Our Party argues that if there is to be a statutory allocation of broadcast time to political parties, that allocation should at minimum be an equal one. If anything the parties without representation in the House of Commons are at an extreme disadvantage in communicating their perspective to the public because of a virtual media blackout concerning them.

Party Financing

CPC(M-L) questions why there should be any public financing of political parties as such. It is one thing to permit political parties to provide tax receipts for contributions made by their supporters. However, present provisions for reimbursement for candidate's expenses in an electoral system whose outcome is prejudiced by the unfair distribution of wealth perpetuates an unfair playing field, influence-peddling and contributes to the credibility and legitimacy crisis.

The real anti-democratic nature of the provisions on party financing come into clear relief when they are considered, amongst other things, in the context of the provision that the National President must endorse the nomination of party candidates. These two provisions taken together constitute a legislative scheme which is bound to engender and legitimize pork-barrel politics. In the recent election the Liberal Party utilized Section 81(1)(h) to parachute candidates into several constituencies over the objection of the local party organizations. Far from being an equity measure to guarantee fair representation of women, it is a mechanism which increases the marginalization of the polity in which the fortunes and future of would-be MPs are tied to "political affiliation," a defined term in the Act.

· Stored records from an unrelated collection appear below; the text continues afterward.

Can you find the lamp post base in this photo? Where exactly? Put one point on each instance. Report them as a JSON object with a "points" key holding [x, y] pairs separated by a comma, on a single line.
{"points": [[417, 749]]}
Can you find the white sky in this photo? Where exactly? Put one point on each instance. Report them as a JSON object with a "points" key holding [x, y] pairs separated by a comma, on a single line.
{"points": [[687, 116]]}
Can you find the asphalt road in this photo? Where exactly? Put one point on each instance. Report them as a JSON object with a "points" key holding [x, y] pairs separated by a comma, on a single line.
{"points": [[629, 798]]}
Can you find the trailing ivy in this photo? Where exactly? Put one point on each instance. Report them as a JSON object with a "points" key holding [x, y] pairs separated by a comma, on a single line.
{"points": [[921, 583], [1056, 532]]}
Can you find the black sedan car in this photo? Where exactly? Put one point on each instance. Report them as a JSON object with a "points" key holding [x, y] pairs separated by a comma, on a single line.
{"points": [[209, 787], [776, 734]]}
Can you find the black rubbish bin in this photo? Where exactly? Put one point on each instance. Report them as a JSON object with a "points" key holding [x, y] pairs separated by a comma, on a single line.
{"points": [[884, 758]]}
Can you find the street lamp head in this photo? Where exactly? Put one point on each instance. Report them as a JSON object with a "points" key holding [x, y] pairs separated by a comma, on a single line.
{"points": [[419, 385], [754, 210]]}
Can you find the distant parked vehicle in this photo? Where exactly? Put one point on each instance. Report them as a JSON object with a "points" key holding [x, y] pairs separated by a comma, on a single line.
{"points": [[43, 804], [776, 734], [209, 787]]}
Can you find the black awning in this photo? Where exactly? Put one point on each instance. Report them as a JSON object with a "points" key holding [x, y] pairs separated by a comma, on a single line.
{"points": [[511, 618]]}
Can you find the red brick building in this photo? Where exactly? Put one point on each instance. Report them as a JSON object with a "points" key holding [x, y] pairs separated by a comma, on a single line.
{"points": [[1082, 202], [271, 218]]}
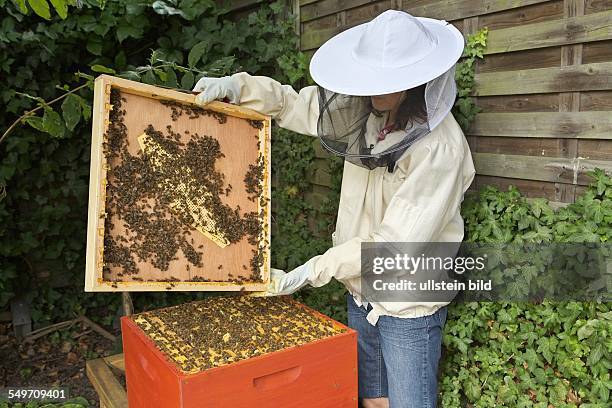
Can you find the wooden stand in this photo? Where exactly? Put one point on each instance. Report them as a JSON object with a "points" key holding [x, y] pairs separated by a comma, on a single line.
{"points": [[105, 382]]}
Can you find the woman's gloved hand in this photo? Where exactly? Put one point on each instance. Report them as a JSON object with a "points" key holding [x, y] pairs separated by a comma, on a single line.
{"points": [[283, 283], [211, 89]]}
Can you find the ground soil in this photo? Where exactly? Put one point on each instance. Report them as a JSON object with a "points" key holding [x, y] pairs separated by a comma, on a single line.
{"points": [[57, 359]]}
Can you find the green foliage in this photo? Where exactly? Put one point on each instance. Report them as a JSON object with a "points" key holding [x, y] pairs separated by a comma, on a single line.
{"points": [[521, 354], [43, 9], [465, 109], [77, 402], [44, 161]]}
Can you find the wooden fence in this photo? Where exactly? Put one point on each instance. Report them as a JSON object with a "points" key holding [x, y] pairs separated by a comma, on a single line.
{"points": [[544, 86]]}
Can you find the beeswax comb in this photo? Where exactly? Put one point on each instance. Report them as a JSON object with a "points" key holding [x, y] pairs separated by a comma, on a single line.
{"points": [[189, 195]]}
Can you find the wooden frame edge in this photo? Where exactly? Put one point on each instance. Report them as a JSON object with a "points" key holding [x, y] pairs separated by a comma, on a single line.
{"points": [[93, 274]]}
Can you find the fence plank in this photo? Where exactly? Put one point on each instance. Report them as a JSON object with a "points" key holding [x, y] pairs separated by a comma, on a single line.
{"points": [[573, 30], [546, 80], [559, 170], [591, 27], [444, 9], [581, 125]]}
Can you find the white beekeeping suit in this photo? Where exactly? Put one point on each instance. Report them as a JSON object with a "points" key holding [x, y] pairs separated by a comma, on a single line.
{"points": [[407, 187]]}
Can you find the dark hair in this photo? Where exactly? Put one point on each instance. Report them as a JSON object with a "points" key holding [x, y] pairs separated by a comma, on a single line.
{"points": [[413, 108]]}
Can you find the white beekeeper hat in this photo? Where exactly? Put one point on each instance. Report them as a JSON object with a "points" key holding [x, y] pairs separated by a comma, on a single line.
{"points": [[393, 52]]}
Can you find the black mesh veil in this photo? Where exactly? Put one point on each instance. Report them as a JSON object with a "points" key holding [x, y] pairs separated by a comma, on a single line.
{"points": [[347, 124]]}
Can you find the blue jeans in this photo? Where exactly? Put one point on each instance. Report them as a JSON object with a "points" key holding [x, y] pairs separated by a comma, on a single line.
{"points": [[398, 358]]}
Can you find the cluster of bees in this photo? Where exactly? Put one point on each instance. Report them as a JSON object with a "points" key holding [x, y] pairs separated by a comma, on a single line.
{"points": [[135, 201], [220, 330]]}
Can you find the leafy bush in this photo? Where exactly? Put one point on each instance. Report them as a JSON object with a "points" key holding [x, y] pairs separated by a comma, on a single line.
{"points": [[45, 161], [521, 354]]}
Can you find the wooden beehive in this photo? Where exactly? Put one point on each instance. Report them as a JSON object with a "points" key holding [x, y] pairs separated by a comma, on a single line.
{"points": [[239, 351], [179, 194]]}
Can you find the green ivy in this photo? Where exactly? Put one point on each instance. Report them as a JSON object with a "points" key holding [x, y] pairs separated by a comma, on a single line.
{"points": [[47, 68], [465, 109], [531, 355]]}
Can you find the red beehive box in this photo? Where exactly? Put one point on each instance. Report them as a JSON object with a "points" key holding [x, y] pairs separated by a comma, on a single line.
{"points": [[239, 351]]}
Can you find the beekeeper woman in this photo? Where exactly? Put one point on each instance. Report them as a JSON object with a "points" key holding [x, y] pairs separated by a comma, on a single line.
{"points": [[382, 100]]}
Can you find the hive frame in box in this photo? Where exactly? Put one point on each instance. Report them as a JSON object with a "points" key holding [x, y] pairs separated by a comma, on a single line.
{"points": [[94, 280], [321, 373]]}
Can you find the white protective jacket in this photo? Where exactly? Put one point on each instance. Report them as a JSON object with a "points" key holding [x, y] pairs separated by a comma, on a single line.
{"points": [[418, 202]]}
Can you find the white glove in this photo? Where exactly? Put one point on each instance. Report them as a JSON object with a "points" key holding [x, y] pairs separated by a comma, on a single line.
{"points": [[283, 283], [211, 89]]}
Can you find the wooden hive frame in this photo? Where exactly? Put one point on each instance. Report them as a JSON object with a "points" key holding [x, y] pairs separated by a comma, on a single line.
{"points": [[94, 273]]}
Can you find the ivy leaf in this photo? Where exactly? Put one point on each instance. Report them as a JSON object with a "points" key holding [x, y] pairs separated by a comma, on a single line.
{"points": [[41, 7], [102, 69], [61, 8], [52, 123], [124, 31], [35, 122], [160, 7], [196, 53], [21, 6], [71, 111], [94, 45], [187, 81]]}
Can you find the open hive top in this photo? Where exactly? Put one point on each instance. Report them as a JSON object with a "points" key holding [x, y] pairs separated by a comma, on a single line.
{"points": [[220, 330]]}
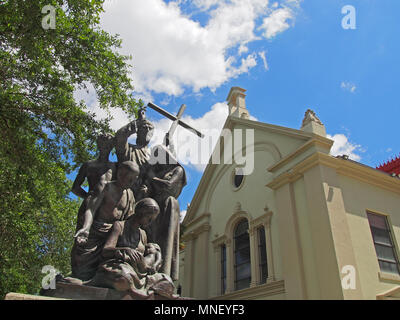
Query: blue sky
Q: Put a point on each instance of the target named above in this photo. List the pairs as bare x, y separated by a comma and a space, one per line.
193, 52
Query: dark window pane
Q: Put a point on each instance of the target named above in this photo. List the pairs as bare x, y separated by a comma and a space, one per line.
242, 256
243, 271
223, 268
237, 181
389, 267
241, 228
385, 251
264, 273
243, 284
381, 236
262, 251
377, 221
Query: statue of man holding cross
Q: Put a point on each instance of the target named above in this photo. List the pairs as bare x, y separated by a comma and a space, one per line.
161, 178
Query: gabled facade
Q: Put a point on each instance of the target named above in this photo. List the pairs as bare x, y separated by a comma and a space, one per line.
302, 225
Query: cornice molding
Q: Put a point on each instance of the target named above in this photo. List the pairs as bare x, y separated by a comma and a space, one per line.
268, 289
343, 167
317, 141
196, 232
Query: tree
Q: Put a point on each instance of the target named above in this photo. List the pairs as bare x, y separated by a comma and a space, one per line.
44, 132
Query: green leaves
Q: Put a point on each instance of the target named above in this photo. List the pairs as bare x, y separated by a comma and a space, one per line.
44, 132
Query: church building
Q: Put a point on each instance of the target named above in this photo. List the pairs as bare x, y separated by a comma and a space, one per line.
302, 225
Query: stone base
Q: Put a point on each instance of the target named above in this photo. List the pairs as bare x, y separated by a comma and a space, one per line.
22, 296
82, 292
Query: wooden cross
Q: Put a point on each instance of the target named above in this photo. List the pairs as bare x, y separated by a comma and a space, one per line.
176, 121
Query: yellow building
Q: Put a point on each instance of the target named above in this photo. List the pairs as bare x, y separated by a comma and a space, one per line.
303, 225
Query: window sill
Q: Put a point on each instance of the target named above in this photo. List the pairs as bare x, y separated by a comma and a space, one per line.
383, 276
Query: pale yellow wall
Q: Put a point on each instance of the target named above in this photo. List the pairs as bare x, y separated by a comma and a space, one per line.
318, 225
221, 201
358, 197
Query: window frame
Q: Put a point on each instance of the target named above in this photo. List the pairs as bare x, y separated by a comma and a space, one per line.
236, 250
392, 238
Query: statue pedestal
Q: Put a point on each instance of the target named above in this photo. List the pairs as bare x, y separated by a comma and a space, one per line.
68, 291
82, 292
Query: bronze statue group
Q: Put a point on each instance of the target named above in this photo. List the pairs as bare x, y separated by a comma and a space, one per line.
127, 234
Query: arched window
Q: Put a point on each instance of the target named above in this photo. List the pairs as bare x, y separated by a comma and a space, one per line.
242, 255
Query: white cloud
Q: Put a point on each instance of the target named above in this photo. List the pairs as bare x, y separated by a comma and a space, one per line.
187, 144
342, 146
348, 86
172, 52
182, 215
264, 59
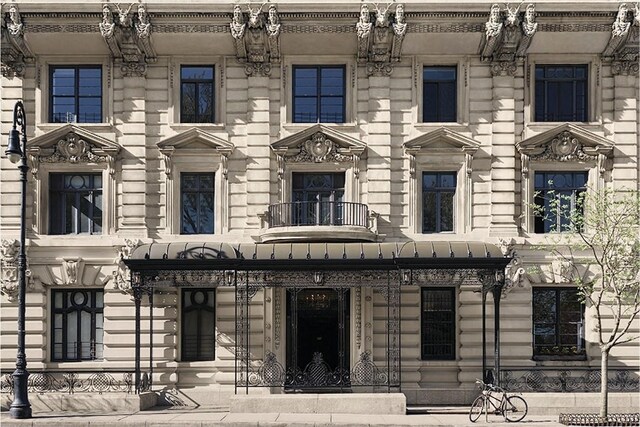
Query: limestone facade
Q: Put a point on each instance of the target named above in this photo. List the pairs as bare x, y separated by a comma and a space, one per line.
140, 148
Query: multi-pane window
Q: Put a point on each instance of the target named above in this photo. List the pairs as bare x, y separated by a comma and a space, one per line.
196, 192
317, 198
76, 94
319, 94
439, 94
198, 324
75, 203
197, 97
77, 324
558, 322
438, 324
438, 191
561, 93
558, 195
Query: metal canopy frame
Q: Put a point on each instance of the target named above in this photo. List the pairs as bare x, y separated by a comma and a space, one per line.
257, 367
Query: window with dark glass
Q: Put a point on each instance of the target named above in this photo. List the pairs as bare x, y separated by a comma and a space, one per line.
77, 324
439, 102
196, 192
438, 324
558, 194
318, 94
198, 324
197, 97
76, 94
558, 322
75, 203
438, 191
318, 198
561, 93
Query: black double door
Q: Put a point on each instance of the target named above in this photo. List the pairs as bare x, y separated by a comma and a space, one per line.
318, 337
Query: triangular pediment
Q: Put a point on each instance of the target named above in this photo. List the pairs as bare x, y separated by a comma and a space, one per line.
566, 142
442, 139
72, 134
195, 139
319, 136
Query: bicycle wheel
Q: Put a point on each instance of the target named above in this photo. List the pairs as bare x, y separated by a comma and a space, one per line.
515, 409
476, 408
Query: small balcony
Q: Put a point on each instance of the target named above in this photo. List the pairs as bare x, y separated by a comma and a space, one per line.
326, 221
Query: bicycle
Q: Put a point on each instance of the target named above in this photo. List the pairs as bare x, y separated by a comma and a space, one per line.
495, 399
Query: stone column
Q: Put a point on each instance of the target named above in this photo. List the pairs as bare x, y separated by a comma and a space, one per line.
129, 113
503, 159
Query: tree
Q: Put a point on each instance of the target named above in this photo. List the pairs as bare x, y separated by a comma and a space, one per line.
596, 235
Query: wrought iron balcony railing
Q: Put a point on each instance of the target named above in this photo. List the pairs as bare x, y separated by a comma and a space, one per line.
318, 213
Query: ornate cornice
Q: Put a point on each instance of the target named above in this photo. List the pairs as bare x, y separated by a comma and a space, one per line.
507, 38
128, 36
380, 39
256, 38
15, 53
622, 48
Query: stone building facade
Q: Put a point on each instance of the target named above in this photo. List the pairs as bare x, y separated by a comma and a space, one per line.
338, 133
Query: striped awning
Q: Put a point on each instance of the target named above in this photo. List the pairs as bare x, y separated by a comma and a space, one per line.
180, 255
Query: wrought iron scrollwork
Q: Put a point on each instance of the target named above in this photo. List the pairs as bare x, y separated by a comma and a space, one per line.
575, 380
73, 382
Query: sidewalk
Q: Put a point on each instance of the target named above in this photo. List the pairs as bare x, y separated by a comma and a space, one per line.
204, 417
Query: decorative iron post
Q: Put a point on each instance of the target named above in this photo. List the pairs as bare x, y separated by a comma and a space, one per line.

We also question the magic number of 12 MPs as having any legitimate significance in terms of the allocation of resources, with this pseudo-category of "recognized political party". It is not democratic to allocate privileges or resources on the basis of the party machine. Funds currently allocated to MPs to operate party constituency offices should be turned over to local, elected Electoral Commissions to whom the Member of Parliament is responsible on a day-to-day basis. The entire electoral process should be organized in the open with no privileges whatever going to political parties. This measure alone would raise the stature of the politician and political institutions from what it is today.

The Canadian Encyclopedia sums up the question of financial support concerning the Liberal Party in this way:

The Liberals traditionally raised election campaign money from big businessmen and to a lesser extent, small entrepreneurs. Since the introduction of the Election Expenses Act (1974), reliance on business funding has dramatically declined in favour of tax-deductible member donations and direct subsidies from the public purse. (p. 1003)

It is clear that the electoral process puts political parties in power. But it also dictates the functioning of such political parties. Once having gotten "first-past-the-post", elected Members of Parliament are manipulated and controlled by the "party machines" which derive their sustenance in large measure from the financial and other provisions of the electoral law which privilege political parties, and within that some parties more than others.

The whole party financing scheme serves the interests of wealth and privilege and consolidates the stranglehold of the Party on the independence of thought and action of the Member of Parliament. Whereas, as a Party member, an individual is free to agree to such a condition of membership in a political party in which he or she freely chooses to associate, this cannot be a condition for membership in the Parliament of Canada.